Li Shentan, hala dağılmaya devam ediyordu, yumuşak bir sesle, “Devam et, tüm dünyanın sana ihtiyacı olmasa bile, efendinin ihtiyacı var.”
“Usta… Batı Cenneti… Daha önce de oradaydım.
“Usta’nın bana ihtiyacı var.
“Ama ben kimim?”
Kutunun karanlığında, Chen Wudi olan her şeyi dikkatlice hatırladı.
O, Cennete Eşit Yüce Bilgeydi. Gidişatı tersine çevirmiş ve kaleyi kurtarmıştı. O, Muzaffer Savaşan Buda’ydı. Daha önce Batı Cenneti’ne gitmişti.
Ama görünüşe göre geçmiş ve şimdiki yaşamlarının o kadar da geriye gitmesine gerek yokmuş gibi görünüyordu.
O genç adamın sözleri karanlıkta yankılanmaya devam etti.
Wudi, eğer sürekli olarak karanlık tarafından yutulduğunu hissediyorsan, bu senin ışık olduğun anlamına gelmez mi?
‘Vüdi. İyi bir insan başkaları tarafından kabul görmüyorsa, yanlış olan dünyadır. Bu senin hatan değil.
‘Wudi, sen o ışık huzmesisin.
“Usta.”
Chen Wudi her şeyi hatırladı. O, Ren Xiaosu’nun öğrencisiydi. Hepsi buydu.
O anda, metal kutunun boşluklarından aniden parlak bir parıltı belirdi. Kutunun karanlığında, taş heykelin tüm vücudu dönen bir ejderha gibi altın bir parıltı yayıyordu.
Taş deri tabakası yavaş yavaş gevşedi ve Ulu Bilgeyi yerinde tutan prangalar parçalanmaya başladı. Sert taş tabakası eriyerek altında altın bir parıltı ortaya çıkardı.
Chen Wudi’nin sırtındaki kırmızı pelerin bile bir ateş topu gibi daha canlı hale geldi.
Bir saniye sonra, metal kutu parçalara ayrıldı. Chen Wudi elinde Altın Çemberli Çubukla gökyüzüne sıçradı. Kolunu salladığında, kırmızı pelerini rüzgarda bir bayrak gibi dalgalandı.
Altın zırhı kusursuzdu ve başındaki iki çizgili tüy gökyüzünü işaret ediyordu.

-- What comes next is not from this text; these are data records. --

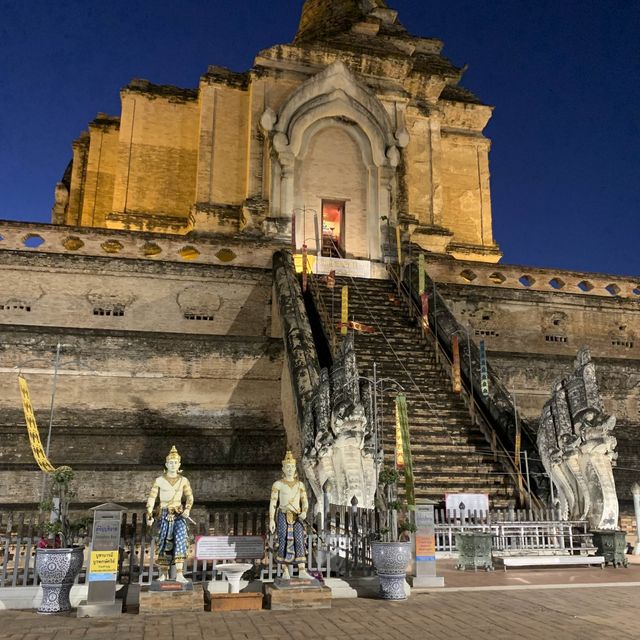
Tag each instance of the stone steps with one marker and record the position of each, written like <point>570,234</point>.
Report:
<point>450,455</point>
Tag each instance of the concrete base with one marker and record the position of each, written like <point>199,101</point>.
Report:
<point>340,588</point>
<point>172,601</point>
<point>369,587</point>
<point>233,602</point>
<point>171,586</point>
<point>287,599</point>
<point>100,609</point>
<point>427,582</point>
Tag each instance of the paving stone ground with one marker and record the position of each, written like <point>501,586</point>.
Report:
<point>597,612</point>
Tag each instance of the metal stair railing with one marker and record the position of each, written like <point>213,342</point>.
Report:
<point>477,411</point>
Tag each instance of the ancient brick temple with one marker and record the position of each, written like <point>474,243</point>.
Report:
<point>157,274</point>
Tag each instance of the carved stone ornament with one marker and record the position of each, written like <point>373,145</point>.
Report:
<point>339,446</point>
<point>577,448</point>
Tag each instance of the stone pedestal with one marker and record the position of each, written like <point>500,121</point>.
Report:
<point>171,601</point>
<point>233,601</point>
<point>612,545</point>
<point>100,609</point>
<point>474,550</point>
<point>297,594</point>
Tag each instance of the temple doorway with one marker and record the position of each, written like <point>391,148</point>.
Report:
<point>333,224</point>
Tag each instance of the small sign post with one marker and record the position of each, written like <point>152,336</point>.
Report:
<point>103,564</point>
<point>426,546</point>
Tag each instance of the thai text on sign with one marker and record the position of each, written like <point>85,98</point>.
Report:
<point>103,565</point>
<point>32,428</point>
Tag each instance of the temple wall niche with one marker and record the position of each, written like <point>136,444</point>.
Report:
<point>333,169</point>
<point>102,165</point>
<point>207,300</point>
<point>124,398</point>
<point>222,145</point>
<point>418,170</point>
<point>230,148</point>
<point>462,194</point>
<point>157,159</point>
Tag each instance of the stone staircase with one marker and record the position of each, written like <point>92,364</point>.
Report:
<point>450,454</point>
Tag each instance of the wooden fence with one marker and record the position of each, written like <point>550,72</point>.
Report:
<point>338,540</point>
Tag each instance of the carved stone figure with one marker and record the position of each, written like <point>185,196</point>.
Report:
<point>176,501</point>
<point>287,512</point>
<point>339,435</point>
<point>577,448</point>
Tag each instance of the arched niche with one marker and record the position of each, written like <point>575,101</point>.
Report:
<point>334,101</point>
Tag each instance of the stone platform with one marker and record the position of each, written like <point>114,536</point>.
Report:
<point>233,601</point>
<point>172,601</point>
<point>297,594</point>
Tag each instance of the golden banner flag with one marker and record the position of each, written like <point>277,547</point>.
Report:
<point>403,448</point>
<point>32,428</point>
<point>455,371</point>
<point>305,268</point>
<point>345,310</point>
<point>399,243</point>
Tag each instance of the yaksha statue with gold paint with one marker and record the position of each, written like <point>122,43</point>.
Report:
<point>176,500</point>
<point>287,511</point>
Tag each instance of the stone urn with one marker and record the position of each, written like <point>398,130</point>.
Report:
<point>612,545</point>
<point>391,560</point>
<point>58,569</point>
<point>474,550</point>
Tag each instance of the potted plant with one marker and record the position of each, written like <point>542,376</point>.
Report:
<point>58,562</point>
<point>392,552</point>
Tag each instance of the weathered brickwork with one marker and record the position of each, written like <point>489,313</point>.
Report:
<point>123,398</point>
<point>411,149</point>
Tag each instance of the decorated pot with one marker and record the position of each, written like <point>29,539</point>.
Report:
<point>391,560</point>
<point>57,568</point>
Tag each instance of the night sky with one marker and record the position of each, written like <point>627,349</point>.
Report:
<point>563,75</point>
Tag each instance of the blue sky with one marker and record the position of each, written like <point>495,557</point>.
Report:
<point>563,76</point>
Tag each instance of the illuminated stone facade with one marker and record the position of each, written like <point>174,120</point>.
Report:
<point>355,110</point>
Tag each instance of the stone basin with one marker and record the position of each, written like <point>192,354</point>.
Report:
<point>233,572</point>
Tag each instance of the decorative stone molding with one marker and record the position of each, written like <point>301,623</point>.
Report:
<point>339,444</point>
<point>577,448</point>
<point>334,98</point>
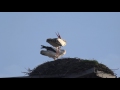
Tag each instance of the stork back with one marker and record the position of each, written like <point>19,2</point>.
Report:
<point>56,42</point>
<point>47,53</point>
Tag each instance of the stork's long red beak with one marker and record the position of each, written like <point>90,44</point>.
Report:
<point>58,35</point>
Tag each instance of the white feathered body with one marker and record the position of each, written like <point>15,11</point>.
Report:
<point>52,54</point>
<point>55,42</point>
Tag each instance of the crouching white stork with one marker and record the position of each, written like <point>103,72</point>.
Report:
<point>57,42</point>
<point>51,52</point>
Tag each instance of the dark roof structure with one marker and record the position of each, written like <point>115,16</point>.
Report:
<point>71,68</point>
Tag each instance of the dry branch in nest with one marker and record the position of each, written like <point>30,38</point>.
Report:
<point>68,66</point>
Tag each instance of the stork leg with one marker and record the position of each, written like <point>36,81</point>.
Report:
<point>57,52</point>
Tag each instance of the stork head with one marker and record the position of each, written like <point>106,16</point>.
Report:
<point>58,35</point>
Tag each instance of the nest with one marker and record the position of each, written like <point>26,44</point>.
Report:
<point>69,66</point>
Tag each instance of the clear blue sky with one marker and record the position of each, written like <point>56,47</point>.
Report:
<point>88,34</point>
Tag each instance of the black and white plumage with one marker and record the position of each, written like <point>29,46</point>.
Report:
<point>51,52</point>
<point>57,42</point>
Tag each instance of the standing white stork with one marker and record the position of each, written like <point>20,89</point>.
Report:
<point>57,42</point>
<point>51,52</point>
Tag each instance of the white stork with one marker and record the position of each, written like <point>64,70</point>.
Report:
<point>57,42</point>
<point>51,52</point>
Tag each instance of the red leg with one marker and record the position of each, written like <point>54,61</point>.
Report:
<point>57,52</point>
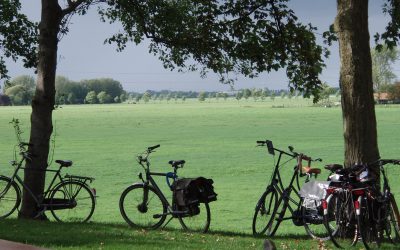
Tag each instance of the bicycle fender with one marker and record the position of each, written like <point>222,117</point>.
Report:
<point>5,177</point>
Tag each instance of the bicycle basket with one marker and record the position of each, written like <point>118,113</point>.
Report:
<point>314,190</point>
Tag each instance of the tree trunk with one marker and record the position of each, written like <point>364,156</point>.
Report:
<point>359,122</point>
<point>42,106</point>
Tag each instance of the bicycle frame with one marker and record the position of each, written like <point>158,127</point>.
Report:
<point>285,193</point>
<point>16,179</point>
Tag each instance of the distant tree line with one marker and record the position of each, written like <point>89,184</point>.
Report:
<point>20,90</point>
<point>256,94</point>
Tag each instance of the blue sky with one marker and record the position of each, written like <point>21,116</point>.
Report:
<point>82,54</point>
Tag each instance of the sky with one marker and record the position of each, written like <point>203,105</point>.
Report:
<point>83,55</point>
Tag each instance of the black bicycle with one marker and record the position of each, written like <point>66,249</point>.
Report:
<point>144,204</point>
<point>69,198</point>
<point>277,199</point>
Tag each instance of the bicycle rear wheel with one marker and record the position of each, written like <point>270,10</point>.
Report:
<point>10,197</point>
<point>339,219</point>
<point>199,222</point>
<point>393,221</point>
<point>72,201</point>
<point>264,219</point>
<point>142,206</point>
<point>314,222</point>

Bu, iblisin kurtuluş günüydü.
Chen Wudi’nin zırhı eritilmiş taştan oluşuyordu. Pelerini ateşli bir alev gibi çırpınıyordu.

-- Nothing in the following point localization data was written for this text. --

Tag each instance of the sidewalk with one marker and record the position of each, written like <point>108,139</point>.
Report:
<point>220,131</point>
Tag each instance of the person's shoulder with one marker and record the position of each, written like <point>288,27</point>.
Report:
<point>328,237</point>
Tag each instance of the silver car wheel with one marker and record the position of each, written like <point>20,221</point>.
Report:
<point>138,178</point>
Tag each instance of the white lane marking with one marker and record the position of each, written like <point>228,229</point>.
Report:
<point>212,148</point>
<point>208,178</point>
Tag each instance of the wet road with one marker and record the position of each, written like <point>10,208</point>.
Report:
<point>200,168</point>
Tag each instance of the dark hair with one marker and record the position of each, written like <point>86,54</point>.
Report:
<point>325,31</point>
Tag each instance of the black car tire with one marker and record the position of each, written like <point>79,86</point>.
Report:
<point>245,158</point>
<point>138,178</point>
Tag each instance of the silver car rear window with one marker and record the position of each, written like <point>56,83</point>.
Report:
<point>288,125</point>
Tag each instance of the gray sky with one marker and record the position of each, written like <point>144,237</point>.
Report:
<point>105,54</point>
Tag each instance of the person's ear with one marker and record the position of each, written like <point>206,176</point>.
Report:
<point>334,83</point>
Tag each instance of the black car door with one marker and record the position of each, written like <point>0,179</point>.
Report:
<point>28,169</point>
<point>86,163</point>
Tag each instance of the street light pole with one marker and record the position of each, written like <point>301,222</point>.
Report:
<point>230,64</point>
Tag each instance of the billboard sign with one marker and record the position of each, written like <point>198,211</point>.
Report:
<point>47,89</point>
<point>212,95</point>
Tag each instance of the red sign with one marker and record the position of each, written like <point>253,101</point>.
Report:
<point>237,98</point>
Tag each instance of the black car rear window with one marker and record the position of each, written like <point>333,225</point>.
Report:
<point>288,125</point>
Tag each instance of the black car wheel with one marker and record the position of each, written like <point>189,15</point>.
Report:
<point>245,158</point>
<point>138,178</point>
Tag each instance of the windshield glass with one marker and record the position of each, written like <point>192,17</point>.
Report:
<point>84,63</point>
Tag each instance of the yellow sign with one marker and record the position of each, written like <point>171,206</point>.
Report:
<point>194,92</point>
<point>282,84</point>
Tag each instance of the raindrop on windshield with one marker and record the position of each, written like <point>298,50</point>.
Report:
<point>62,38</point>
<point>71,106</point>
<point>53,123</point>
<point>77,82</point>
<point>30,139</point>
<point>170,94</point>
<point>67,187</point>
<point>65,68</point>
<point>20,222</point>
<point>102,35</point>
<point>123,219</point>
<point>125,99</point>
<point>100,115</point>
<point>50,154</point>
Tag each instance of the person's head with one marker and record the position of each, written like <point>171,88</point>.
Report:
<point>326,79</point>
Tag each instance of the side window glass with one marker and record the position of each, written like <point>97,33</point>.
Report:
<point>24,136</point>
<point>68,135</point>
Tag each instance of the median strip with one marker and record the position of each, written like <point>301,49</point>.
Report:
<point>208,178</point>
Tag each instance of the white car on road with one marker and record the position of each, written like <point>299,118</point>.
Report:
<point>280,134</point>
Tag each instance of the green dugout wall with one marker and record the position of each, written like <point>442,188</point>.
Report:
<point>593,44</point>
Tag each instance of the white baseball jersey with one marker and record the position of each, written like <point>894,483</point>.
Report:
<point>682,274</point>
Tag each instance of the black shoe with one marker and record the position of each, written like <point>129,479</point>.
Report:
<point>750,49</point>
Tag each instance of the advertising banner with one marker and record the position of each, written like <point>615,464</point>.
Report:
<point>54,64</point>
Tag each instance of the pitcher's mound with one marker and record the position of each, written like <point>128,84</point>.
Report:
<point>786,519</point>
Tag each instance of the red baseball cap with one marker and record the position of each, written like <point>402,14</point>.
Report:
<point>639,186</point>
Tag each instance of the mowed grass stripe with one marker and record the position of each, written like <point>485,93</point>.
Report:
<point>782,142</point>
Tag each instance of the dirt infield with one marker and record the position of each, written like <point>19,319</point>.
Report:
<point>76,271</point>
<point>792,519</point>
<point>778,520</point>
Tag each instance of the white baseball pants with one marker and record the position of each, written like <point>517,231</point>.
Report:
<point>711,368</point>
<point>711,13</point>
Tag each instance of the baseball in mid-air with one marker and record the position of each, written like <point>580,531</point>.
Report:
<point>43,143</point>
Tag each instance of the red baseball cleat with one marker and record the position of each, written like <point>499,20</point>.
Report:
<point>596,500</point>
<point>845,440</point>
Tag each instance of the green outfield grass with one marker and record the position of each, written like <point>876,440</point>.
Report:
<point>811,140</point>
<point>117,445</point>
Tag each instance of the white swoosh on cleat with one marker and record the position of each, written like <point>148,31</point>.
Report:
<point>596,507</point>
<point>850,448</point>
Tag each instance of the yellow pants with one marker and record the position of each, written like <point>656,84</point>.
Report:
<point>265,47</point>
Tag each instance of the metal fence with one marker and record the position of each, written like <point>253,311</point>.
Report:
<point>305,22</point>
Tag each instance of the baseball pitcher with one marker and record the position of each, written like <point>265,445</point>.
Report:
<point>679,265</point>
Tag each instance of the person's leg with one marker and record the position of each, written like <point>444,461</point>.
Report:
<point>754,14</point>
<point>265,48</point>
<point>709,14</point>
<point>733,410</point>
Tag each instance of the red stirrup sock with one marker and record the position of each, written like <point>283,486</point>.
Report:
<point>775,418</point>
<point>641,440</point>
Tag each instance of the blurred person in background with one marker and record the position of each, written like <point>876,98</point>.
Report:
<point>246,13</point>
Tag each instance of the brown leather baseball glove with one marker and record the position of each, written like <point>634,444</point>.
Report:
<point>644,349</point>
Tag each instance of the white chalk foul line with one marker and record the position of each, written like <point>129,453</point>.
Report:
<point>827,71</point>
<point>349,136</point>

Li Shentan yüzünde parlak bir gülümsemeyle yukarı baktı. Sonra, iradesinin son zerresi ile bir ışık huzmesine dönüştü ve dünyadan kayboldu.

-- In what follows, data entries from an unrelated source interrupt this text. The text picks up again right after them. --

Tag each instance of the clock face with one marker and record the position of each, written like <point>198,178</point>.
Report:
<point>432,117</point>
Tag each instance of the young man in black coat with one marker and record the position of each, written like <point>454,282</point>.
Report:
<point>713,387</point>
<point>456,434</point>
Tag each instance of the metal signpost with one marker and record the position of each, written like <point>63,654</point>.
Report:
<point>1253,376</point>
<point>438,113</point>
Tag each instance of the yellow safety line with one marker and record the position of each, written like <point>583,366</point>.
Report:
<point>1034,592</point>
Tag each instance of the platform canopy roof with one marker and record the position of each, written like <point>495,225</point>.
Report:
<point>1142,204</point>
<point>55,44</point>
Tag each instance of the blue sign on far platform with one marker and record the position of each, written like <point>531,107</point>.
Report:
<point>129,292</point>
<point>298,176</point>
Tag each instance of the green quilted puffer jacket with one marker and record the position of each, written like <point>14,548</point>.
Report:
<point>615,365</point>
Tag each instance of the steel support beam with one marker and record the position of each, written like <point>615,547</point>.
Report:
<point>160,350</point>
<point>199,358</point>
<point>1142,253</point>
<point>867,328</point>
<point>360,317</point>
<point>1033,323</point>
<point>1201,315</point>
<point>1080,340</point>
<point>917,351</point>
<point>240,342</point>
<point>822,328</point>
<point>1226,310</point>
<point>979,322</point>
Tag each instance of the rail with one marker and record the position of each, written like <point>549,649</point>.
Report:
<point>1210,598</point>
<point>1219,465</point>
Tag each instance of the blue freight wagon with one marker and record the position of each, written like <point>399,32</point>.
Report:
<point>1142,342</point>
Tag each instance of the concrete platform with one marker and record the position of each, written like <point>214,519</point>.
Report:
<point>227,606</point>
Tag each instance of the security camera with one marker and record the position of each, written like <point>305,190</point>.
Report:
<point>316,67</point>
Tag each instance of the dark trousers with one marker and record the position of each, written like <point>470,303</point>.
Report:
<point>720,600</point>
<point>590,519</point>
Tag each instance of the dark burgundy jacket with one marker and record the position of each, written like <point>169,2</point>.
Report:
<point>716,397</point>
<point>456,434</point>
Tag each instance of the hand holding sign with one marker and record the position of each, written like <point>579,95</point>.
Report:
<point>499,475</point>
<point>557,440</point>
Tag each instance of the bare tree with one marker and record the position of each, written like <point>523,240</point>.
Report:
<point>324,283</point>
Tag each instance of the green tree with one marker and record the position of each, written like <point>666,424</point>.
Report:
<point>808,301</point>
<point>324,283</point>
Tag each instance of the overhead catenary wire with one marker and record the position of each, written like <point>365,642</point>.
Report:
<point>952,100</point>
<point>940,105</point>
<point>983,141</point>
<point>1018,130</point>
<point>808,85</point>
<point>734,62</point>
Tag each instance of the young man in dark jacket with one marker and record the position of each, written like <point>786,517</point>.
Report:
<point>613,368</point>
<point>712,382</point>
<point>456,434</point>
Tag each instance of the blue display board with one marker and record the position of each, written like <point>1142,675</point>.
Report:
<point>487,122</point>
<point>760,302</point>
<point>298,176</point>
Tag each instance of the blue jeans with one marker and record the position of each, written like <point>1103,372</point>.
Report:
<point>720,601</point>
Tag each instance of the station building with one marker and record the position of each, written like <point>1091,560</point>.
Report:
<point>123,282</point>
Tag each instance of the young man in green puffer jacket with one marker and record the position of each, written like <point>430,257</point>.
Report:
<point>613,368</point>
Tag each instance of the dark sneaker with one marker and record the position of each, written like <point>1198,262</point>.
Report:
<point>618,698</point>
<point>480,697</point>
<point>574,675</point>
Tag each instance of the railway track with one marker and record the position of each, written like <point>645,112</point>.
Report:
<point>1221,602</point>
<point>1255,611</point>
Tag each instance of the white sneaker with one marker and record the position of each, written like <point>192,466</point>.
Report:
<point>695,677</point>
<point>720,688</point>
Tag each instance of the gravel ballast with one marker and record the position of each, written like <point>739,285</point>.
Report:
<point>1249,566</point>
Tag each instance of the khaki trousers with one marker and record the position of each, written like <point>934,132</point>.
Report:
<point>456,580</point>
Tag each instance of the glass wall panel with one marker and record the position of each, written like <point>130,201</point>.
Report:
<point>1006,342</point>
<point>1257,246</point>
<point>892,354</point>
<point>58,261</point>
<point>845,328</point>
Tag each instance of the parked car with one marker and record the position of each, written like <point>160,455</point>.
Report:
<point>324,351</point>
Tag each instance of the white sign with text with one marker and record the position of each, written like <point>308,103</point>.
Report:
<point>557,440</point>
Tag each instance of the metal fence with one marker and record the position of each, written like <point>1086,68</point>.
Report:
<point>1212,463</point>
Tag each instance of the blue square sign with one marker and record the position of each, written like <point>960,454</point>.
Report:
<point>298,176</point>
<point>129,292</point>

Bundan sonra dünyasında artık güneşli günler ya da kar fırtınaları olmayacaktı.
Chen Wudi, Li Shentan’ın ortadan kaybolmasını gökyüzünde sessizce izledi. Sonra büyük bir sıçrama yaptı ve güneybatıdaki diğer yapay zeka kontrollü birlik grubuna doğru uçtu.
Hemen arkasından yanardöner bulutlar ve güneş ışığından oluşan bir iz geldi.
Yapay zeka kontrolündeki birliklerin kuzeye doğru ilerlediğini gördüğünde, Chen Wudi başının arkasından bir avuç saç kopardı. Onu rüzgara üflediğinde, 100.000 altın maymun ortaya çıktı ve yere doğru süzüldü.
Askerlerden biri başını kaldırıp Chen Wudi’ye baktı. “Sen Chen Wudi misin? Sizinle tanıştığım için çok mutluyum.”
“Çok erken mutlu hissetme.”
Aynı zamanda, Şafak savunma hattı ihlal edildi. Yapay zekanın mekanize birlikleri Fortress 178’e doğru hızla ilerledi.
Zero, güneybatıdaki birliklerin artık Kuzeybatı’ya ulaşması için hiçbir umut olmadığını biliyordu. Bu durumda, kuzeybatıdaki birlikleri hızlarını artırmak zorunda kalacaktı.